Residential property in London has seen its first decrease in price since late 2009, when the country was still reeling from the financial crisis.
Nationwide released figures on Friday that showed that the average price in the capital fell by 0.6% to £471,761 between July and September when compared with prices last year.
Surprisingly, although nationwide growth was at an all-time low, London was the only area to notice an actual drop in prices.

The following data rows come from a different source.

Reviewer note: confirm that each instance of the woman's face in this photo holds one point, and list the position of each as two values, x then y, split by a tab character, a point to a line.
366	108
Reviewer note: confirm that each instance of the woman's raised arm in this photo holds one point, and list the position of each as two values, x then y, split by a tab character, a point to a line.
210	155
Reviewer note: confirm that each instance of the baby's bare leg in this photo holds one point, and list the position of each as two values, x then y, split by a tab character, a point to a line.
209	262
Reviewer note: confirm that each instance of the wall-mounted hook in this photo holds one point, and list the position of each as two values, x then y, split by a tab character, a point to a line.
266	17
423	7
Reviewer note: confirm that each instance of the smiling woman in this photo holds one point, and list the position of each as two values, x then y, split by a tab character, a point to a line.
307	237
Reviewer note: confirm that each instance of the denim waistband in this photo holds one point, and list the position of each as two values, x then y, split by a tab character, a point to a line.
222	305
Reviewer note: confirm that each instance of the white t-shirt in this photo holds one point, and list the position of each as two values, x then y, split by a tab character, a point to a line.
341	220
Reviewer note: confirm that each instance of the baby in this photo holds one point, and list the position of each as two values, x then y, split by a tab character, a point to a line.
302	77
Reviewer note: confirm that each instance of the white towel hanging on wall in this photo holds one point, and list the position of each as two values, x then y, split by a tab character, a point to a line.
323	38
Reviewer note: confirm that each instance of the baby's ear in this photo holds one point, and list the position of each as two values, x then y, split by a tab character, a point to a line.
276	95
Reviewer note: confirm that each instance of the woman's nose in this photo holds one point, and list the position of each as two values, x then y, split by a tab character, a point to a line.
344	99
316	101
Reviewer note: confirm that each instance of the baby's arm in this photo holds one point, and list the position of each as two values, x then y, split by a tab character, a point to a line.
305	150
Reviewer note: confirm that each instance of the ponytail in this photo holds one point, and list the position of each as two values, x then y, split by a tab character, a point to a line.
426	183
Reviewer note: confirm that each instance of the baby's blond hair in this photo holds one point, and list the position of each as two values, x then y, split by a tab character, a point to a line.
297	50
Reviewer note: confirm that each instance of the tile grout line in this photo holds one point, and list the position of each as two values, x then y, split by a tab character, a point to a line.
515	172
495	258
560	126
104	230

The North and Midlands faired best in terms of growth, with cities such as Manchester, Edinburgh and Birmingham experiencing between 5 and 7% growth, whereas cities such as Cardiff Bristol and Oxford fell well short of 5%. The East Midlands as a county faired the best, with property values jumping by an average of 5.1%. Across the rest of the country, growth was sluggish but steady with an average 2% increase, just under the same quarter last year’s growth of 2.1%.
The gap between London and the rest of the country in terms of property prices appears to be somewhat shrinking. Nationwide’s chief economist Robert Gardner said “House price growth rates across the UK have converged in recent quarters,”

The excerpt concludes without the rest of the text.